Detroit Pistons’ Size is Too Much for Miami Heat
In the 2013 NBA Playoffs, the Indiana Pacers and San Antonio Spurs showed the blueprint on how to beat the Miami Heat. You get an athletic small forward that is good defensively and attacks the boards, a skilled power forward that can score in the paint and rebound and a shot-blocking, defensive-minded center.
The Pacers pushed the Heat to a Game 7 with Paul George, David West and Roy Hibbert causing the Heat to move away from their small lineup and matchup with the size in the paint. They were out rebounded throughout the series by the Pacers and had difficulty scoring at the rim.
The Spurs almost won the title in six games with Kawhi Leonard, Tim Duncan and Tiago Splitter in the frontcourt. Leonard averaged 11.1 rebounds per game and forced LeBron James to stay with him on defense and box out instead of leaking out and starting the fast break. Duncan averaged 12.1 rebounds per game and had double-figure rebounds in six of the seven games of the Finals.
This past offseason, the Detroit Pistons added Josh Smith to a frontcourt that already included Greg Monroe and Andre Drummond. The latter has drawn a lot of comparisons to Dwight Howard for his size and athletic ability. He is one of the best shot blockers and rebounders in the league and leads the NBA in field goal percentage. Adding Smith gave them one of the longest and best rebounding trios in the league.
On Tuesday, the Pistons ended the Heat’s 10-game winning streak by dominating in the paint and on the boards.

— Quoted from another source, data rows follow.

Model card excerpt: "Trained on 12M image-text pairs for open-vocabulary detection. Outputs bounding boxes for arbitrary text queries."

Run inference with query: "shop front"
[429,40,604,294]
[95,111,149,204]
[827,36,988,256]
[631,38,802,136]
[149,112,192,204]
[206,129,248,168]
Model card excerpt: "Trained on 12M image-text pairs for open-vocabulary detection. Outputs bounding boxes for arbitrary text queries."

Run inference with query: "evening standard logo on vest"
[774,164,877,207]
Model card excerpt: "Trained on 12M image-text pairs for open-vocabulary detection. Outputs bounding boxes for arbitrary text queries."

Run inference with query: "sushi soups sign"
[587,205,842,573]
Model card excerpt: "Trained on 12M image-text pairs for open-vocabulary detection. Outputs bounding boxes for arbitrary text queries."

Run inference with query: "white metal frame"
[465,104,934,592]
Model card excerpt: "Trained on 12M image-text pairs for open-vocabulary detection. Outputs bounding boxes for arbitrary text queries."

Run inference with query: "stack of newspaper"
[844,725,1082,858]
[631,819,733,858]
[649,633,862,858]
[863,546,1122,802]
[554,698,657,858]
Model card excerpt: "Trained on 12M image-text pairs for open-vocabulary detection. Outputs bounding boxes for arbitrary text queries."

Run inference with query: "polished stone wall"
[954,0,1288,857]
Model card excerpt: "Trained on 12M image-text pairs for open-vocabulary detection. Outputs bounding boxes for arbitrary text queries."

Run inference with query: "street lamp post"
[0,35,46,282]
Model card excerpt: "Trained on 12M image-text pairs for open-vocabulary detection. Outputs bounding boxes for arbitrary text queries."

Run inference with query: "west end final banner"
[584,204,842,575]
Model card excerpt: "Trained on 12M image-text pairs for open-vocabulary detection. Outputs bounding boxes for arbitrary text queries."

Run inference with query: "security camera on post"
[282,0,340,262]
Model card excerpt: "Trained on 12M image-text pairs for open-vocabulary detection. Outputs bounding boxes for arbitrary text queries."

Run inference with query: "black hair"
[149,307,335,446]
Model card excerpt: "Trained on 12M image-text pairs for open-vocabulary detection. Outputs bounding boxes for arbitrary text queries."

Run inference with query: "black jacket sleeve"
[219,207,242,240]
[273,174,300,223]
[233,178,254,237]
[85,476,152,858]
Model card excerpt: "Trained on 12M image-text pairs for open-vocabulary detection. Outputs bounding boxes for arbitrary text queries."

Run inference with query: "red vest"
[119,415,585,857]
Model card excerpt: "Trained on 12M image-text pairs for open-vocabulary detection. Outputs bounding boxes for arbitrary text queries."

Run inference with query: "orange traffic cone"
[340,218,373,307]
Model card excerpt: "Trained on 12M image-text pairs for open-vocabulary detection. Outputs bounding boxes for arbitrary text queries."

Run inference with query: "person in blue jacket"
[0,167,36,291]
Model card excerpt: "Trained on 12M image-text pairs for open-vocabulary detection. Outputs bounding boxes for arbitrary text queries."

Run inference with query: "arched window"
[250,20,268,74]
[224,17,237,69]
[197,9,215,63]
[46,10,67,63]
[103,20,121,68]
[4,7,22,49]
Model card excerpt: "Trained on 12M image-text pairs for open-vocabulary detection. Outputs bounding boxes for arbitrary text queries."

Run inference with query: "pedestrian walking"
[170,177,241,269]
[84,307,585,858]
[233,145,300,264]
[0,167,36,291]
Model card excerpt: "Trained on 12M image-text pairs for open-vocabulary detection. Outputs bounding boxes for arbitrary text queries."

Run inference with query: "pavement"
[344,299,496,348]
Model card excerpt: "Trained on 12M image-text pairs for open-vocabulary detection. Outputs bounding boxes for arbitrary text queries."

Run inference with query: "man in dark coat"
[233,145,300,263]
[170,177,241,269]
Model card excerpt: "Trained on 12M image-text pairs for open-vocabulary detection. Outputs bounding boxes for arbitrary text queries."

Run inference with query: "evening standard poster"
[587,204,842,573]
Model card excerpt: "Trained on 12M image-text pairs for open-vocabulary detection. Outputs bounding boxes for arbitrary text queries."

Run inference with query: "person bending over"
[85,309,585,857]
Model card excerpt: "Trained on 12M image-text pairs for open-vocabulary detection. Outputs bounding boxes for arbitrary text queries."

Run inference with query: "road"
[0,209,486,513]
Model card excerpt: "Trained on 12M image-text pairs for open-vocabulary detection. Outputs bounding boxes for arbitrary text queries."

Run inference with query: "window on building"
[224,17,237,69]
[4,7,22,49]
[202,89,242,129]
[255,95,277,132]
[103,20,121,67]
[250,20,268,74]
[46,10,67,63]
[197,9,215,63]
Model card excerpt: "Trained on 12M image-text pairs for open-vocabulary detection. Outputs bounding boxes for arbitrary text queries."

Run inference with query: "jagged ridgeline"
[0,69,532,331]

They outrebounded Miami 46-34 and outscored them 60-48 in the paint. They won by a score of 107-97, so that 12-point differential in the paint was the difference in the game. Drummond grabbed 18 rebounds, which is a high for any Heat opponent this season, including eight offensive boards. The trio of Smith, Monroe and Drummond outscored the Heat frontcourt trio of James, Shane Battier and Chris Bosh 41-39 and out rebounded them 28-13.
While Detroit might not be a legitimate contender in the East this year, their ability to dominate the paint has to scare the Heat. Miami is likely to get the No. 2 seed and are probably hoping Detroit finishes anywhere other than seventh.